According to organ trade expert Nancy Scheper-Hughes of Organ Watch (in 2001), Israel had become a "pariah" in the organ transplant world. The lack of donations due to Jewish custom heightened the disparity between the supply and demand of organs. This led to the popularity of "transplant tourism" in which patients in need of organs travel to medical centres abroad to receive organs. Prior to the 2008 law prohibiting it, some Israeli organ brokers advertised on the radio and in newspapers. Kidneys, which are the most traded organ, may fetch up to $150,000 for brokers who usually pay the donors far less. The Jewish weekly newspaper The Forward reported in the wake of this scandal that an Organ Trafficking Prohibition Act of 2009, sponsored by Democratic Senator Arlen Specter of Pennsylvania, has yet to be officially introduced in the U.S., but that its proposed language cites Israel as a model of a country that has enacted a law providing benefits for organ donors.

The lack of regulations against organ trafficking prior to 2008 made Israel a focal point for the international organ trade.

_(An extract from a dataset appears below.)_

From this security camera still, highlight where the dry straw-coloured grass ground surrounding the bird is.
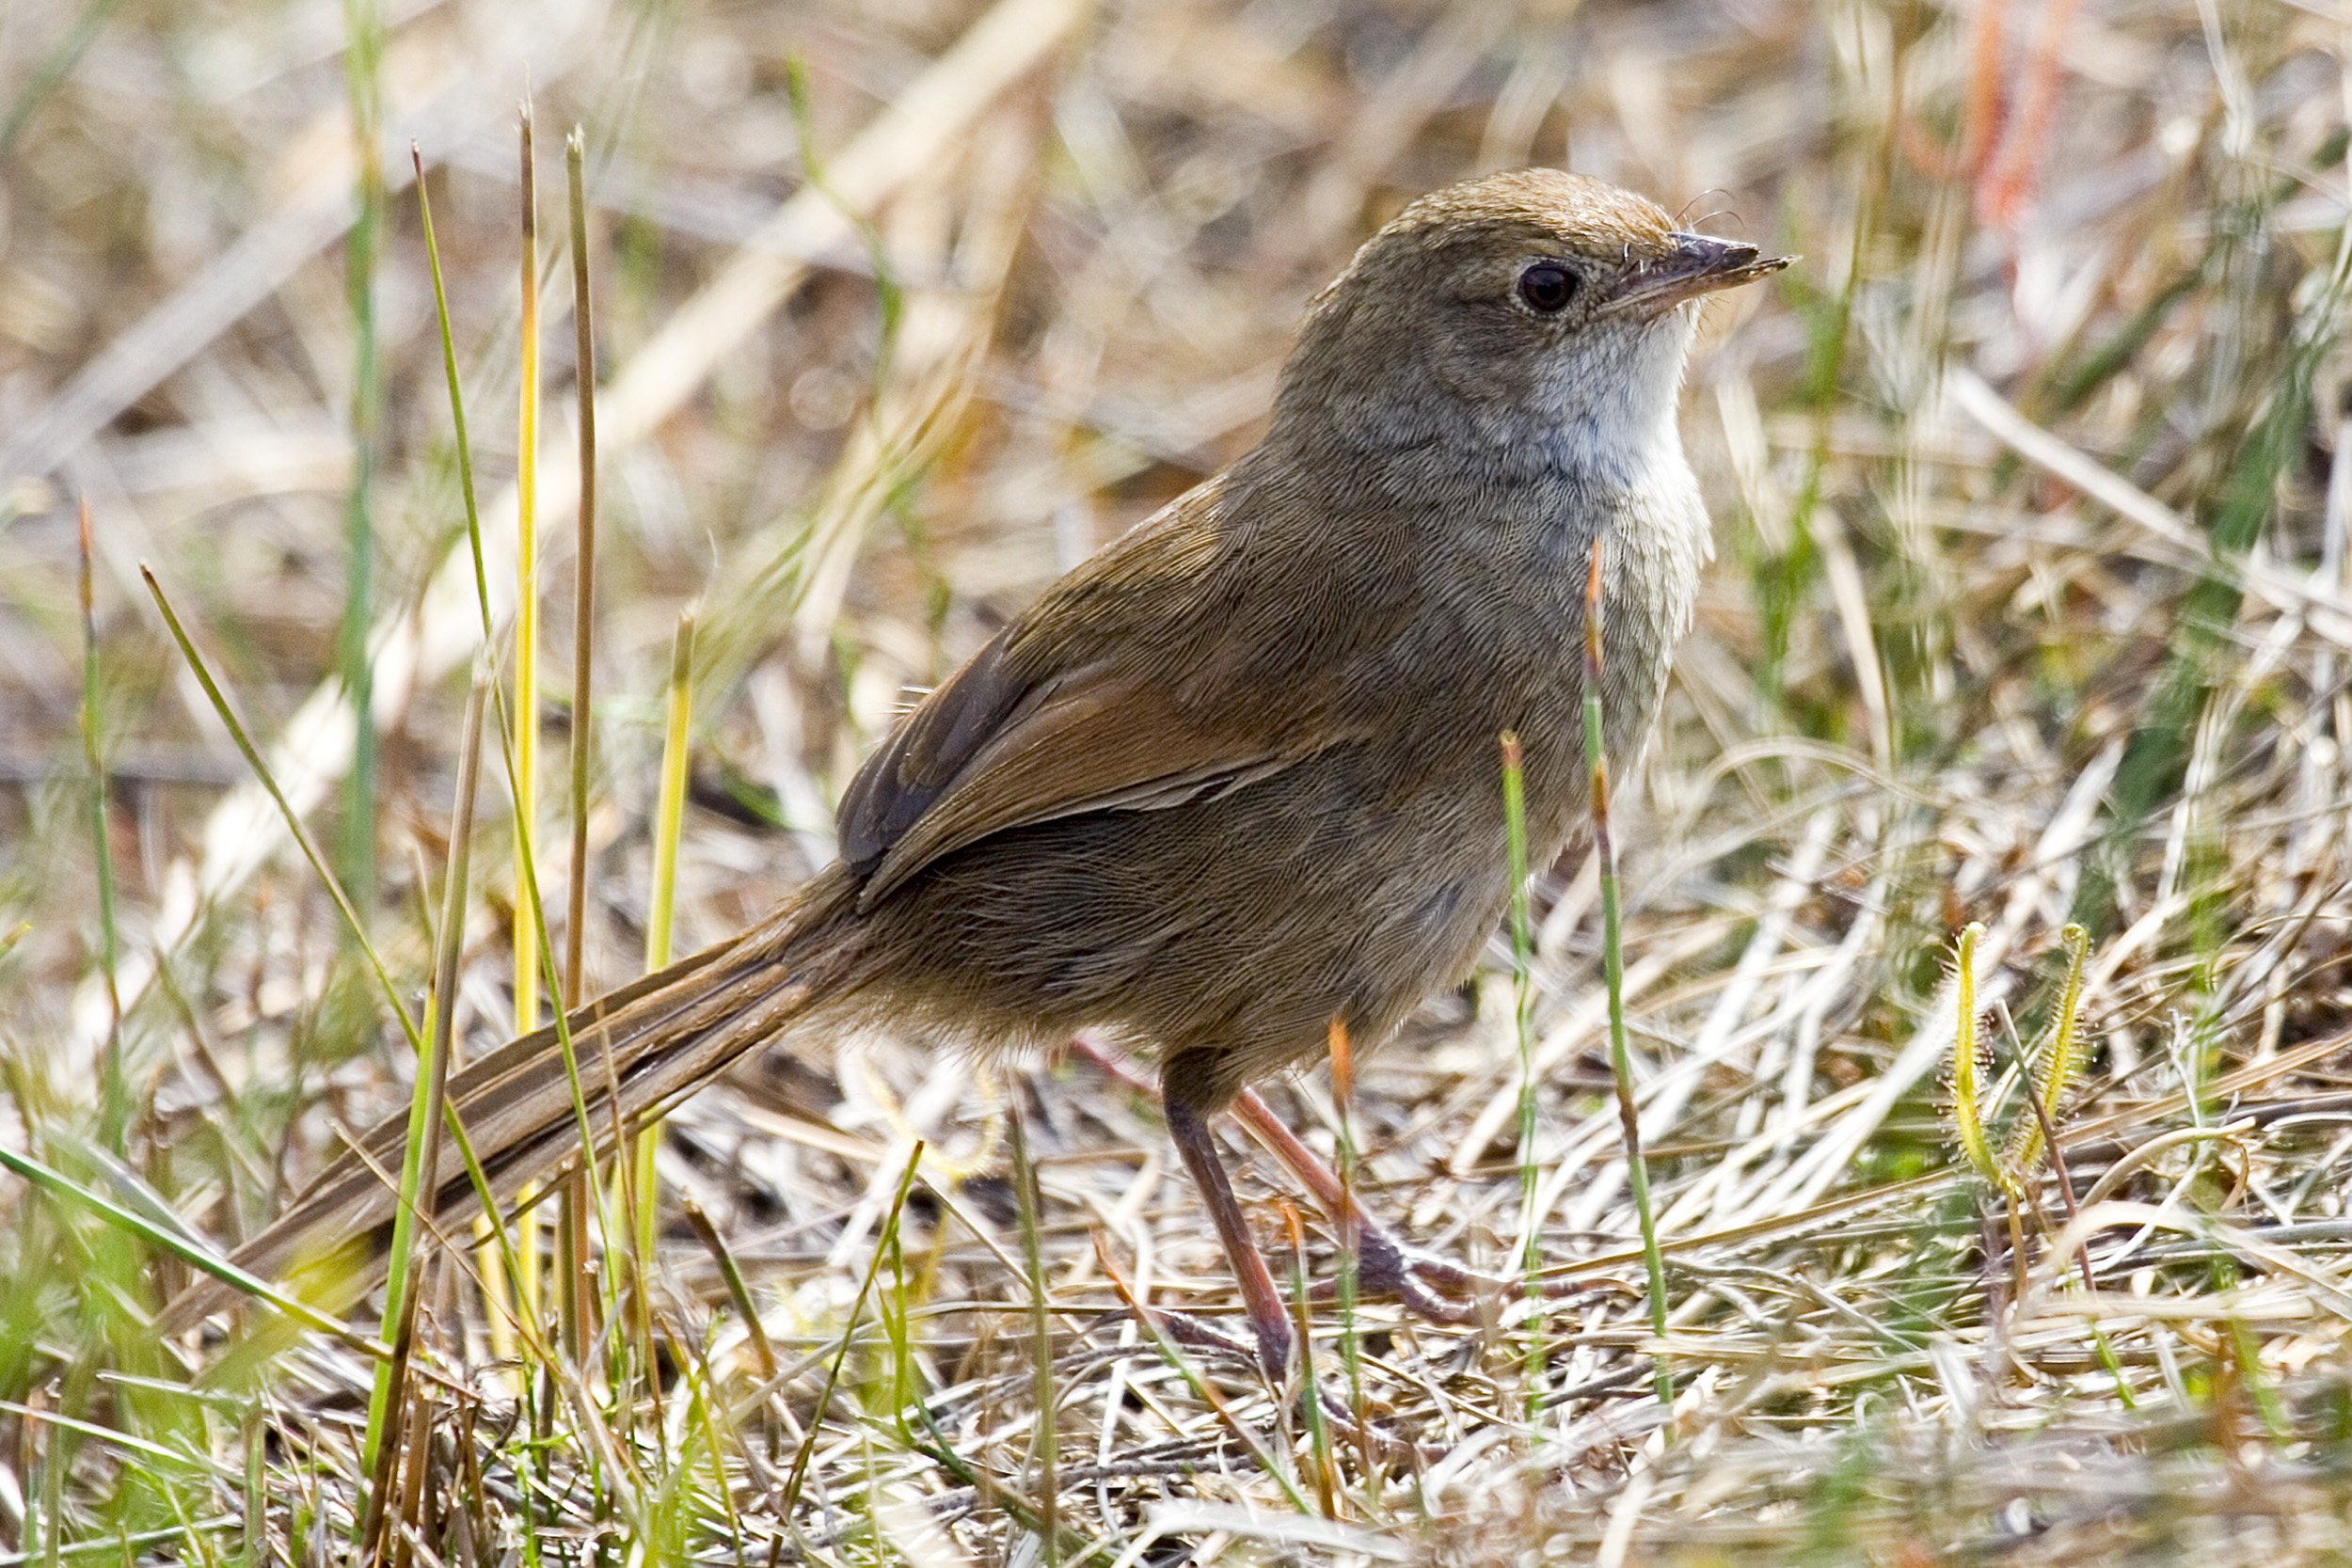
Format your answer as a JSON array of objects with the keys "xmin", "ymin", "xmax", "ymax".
[{"xmin": 0, "ymin": 0, "xmax": 2352, "ymax": 1563}]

Health insurance would reimburse Israelis for organ transplants done abroad, but this has been banned in the new law.

As a result of all the abuses of the illegal market in human organs, there is a growing movement of activists in Israel and in America to legalize a Government-regulated program to offer financial incentives to people for living kidney donations and to families for deceased donations from brain-stem dead donors. This movement is headed, among other organizations, by the Alliance for Organ Donor Incentives.

== The Aftonbladet reveal ==

In August 2009 the Swedish tabloid Aftonbladet published an article revealing that in 1992 the Israeli Defense Force took organs from Palestinians who died in Israeli custody. The allegations were denied by Israel, and the article caused a diplomatic row between Israel and Sweden. However the author of the article, Donald Boström, spoke to Israel Radio on 19 August 2009 and said he was worried by the allegations he reported: "It concerns me, to the extent that I want it to be investigated, that's true. But whether it's true or not — I have no idea, I have no clue."

In December an interview was broadcast on Israeli television during which Israel's chief pathologist, Dr. Yehuda Hiss, discussed the harvesting of organs in the 1990s at the Abu Kabir Forensic Institute. The interview was followed by a confirmation from Israeli officials that organs were taken in the 1990s without the permission of families of the deceased. Officials denied that the practice continued, and noted that both Israeli and Palestinian organs were taken without permission. "We started to harvest corneas for various hospitals in Israel," Hiss said in an interview on Israel's Channel 2 network. "Whatever was done was highly informal. No permission was asked from the families," he said.